I run my Shraeder-drilled rims using presta valve tubes at 70-80psi using Chrolux and Mod58 rims with 1-1/8" tires. I have test-stretched new tires with this setup at 110psi out on the hot balcony for a day, also with no failures.
Did your failures show any of the tube bulging out from an enlarged (Shraeder-sized) valve hole (assuming singlewall here)? ...or did the tear occur internal to the rim? I might assume that if the valve were off-center to the hole (and this assumes that it must not have been pulled out far enough to fully seat the bulge at the base of the Presta stem into the Shraeder-sized hole) that the thickened tube wall surrounding the stem might bulge out under pressure. Is that what happened in your experience? Might some failures be from hand-pump motions where no 2nd wall is present to stabilize the valve? I try to brace the head of my mini-pump against a solid object to prevent excessive motion and valve tilting, but I can see where this could cause problems for some users and/or in some situations.
Another Failure I have seen many times (and many more that looked like imminent failure), is the severe stretching of the tube just outside of the thickened area surrounding the valve. I have noted that many times a valve stem does not come far enough out of the rim during inflation unless it is tugged out early in the inflation process, if not before. The tube then gets overstretched as air pressure forces it against the inside rim wall, potentially tearing it away from the raised base of the valve stem. I note that this is more likely when a larger tire's sidewalls splay outward from a much narrower rim, as in this case the tube is getting dragged around a corner by air pressure forcing it into the depths of the rim cavity, while the thickened rubber around the stem is also resisting being bent sharply between opposite beads as it must in order to reach the rim.
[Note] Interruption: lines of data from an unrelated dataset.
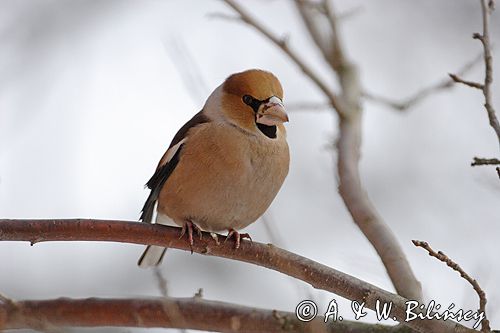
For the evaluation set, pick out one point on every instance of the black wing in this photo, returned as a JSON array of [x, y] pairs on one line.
[[162, 173]]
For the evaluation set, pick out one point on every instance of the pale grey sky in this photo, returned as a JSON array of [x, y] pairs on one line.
[[90, 97]]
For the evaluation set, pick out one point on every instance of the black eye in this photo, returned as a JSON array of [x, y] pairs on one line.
[[247, 99]]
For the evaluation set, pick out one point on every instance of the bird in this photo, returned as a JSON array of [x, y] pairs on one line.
[[225, 166]]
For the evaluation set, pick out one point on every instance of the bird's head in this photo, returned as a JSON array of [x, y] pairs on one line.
[[253, 101]]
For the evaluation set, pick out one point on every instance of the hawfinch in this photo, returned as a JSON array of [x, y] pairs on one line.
[[224, 167]]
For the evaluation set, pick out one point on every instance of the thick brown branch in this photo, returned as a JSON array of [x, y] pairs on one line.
[[269, 256], [485, 324], [183, 313], [351, 189], [283, 45]]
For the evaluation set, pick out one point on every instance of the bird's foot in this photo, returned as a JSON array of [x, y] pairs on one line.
[[190, 227], [237, 237]]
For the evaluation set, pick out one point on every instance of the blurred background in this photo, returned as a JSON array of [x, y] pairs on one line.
[[92, 92]]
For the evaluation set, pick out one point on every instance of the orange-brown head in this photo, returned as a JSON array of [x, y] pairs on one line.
[[253, 100]]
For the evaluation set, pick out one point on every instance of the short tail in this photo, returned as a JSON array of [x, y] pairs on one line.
[[152, 256]]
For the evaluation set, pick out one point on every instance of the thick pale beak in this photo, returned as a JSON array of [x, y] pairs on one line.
[[272, 113]]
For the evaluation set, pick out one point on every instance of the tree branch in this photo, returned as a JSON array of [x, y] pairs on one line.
[[283, 45], [485, 161], [192, 313], [485, 324], [269, 256], [348, 107], [422, 94], [351, 190], [486, 7]]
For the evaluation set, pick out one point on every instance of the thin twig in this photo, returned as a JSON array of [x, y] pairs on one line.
[[485, 161], [283, 45], [420, 95], [485, 324], [162, 281], [471, 84], [263, 255], [486, 8]]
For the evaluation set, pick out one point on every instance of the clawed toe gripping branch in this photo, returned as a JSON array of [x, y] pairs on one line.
[[269, 256]]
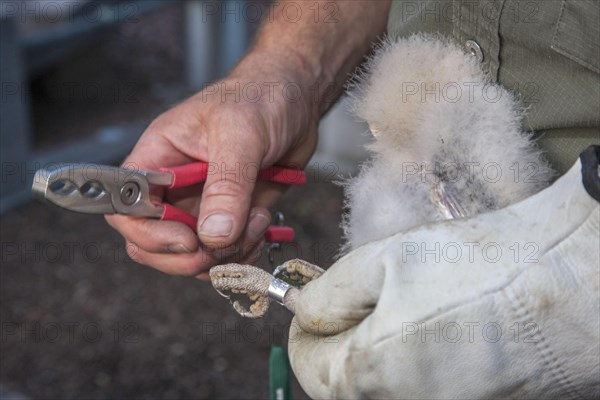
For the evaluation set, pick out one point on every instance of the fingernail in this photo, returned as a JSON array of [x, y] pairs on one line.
[[257, 226], [178, 248], [217, 225]]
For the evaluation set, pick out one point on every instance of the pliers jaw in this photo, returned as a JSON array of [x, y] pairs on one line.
[[98, 189]]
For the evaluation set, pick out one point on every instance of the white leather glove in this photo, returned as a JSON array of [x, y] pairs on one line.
[[505, 304]]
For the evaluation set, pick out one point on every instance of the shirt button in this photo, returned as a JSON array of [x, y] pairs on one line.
[[474, 49]]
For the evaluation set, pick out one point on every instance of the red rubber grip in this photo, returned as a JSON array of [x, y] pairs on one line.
[[283, 175], [189, 174]]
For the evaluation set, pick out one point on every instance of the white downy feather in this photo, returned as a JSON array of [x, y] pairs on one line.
[[436, 117]]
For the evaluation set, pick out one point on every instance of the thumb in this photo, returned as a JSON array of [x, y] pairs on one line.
[[344, 295], [234, 162]]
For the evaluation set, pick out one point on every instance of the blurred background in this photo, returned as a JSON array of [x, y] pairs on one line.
[[81, 80]]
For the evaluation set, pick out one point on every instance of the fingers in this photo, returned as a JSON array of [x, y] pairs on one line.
[[344, 295], [176, 258], [155, 236], [236, 153], [186, 264]]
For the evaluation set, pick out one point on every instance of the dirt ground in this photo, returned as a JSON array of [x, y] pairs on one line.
[[79, 318]]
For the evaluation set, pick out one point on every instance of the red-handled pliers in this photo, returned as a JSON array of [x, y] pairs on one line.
[[102, 189]]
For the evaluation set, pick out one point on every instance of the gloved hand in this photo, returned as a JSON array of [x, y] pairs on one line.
[[505, 304]]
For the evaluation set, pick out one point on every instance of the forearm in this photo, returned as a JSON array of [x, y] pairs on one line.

I doubt that there is a real problem with 6mm presta drillings causing this from the stem bulge preventing the tube wall from laying fully flat against the rim wall, as the rubber bulge is only a few mm high along the stem, but I also have yet to see a failure from the bulged base of the Presta stem being forced (by air pressure) into larger drillings, manywhich exceed 10mm diameter!
A lot of possibilities to discuss on this subject as there are many variations to internal and external hole sizes, pressures, distance between beads and rim configurations where the valve hole is flanked by vertical walls of "dual-hollow" protrusions used for pinning singlewall rims. Tube size vs. tire size is yet another variable.
One added note, about switching a canti-braked bike from 27" to 700c rims: Using a wider rim will serve to reduce an overly-sharp pad-dive angle, while also maintaining a leverage ratio more similar to that which resulted using the previous 27" rims. This can be more critical on bikes with more widely-spaced canti-bosses. My early-'80's Trek 520 begs for a wheel swap as the original fork gives no fender clearance atop the 27" tire, while my Trek 720 now has wide Mod4 rims to effect a more normal braking action.
David Snyder
Auburn, CA usa
David - my own experience runs counter to yours - if you put presta valves into shrader holes you'll eventually get unrepairable tube failures at the valve hole. At 90 psi, the tube will creep up into any little space - and "POW".
Years ago I turned down some neoprene plumbing washers to take care of rims that were sized for Schrader valves. I think they were Wobblers or something.
Now for the promised little trick. Find some leftover handlebar tape (not cloth, the modern foam stuff) or some wet suit closed cell neoprene material. Cut yourself a little "pillow" about ½" wide by 1" long and put it on the valve before you install it in the rim. This little thing will compress and support the valve.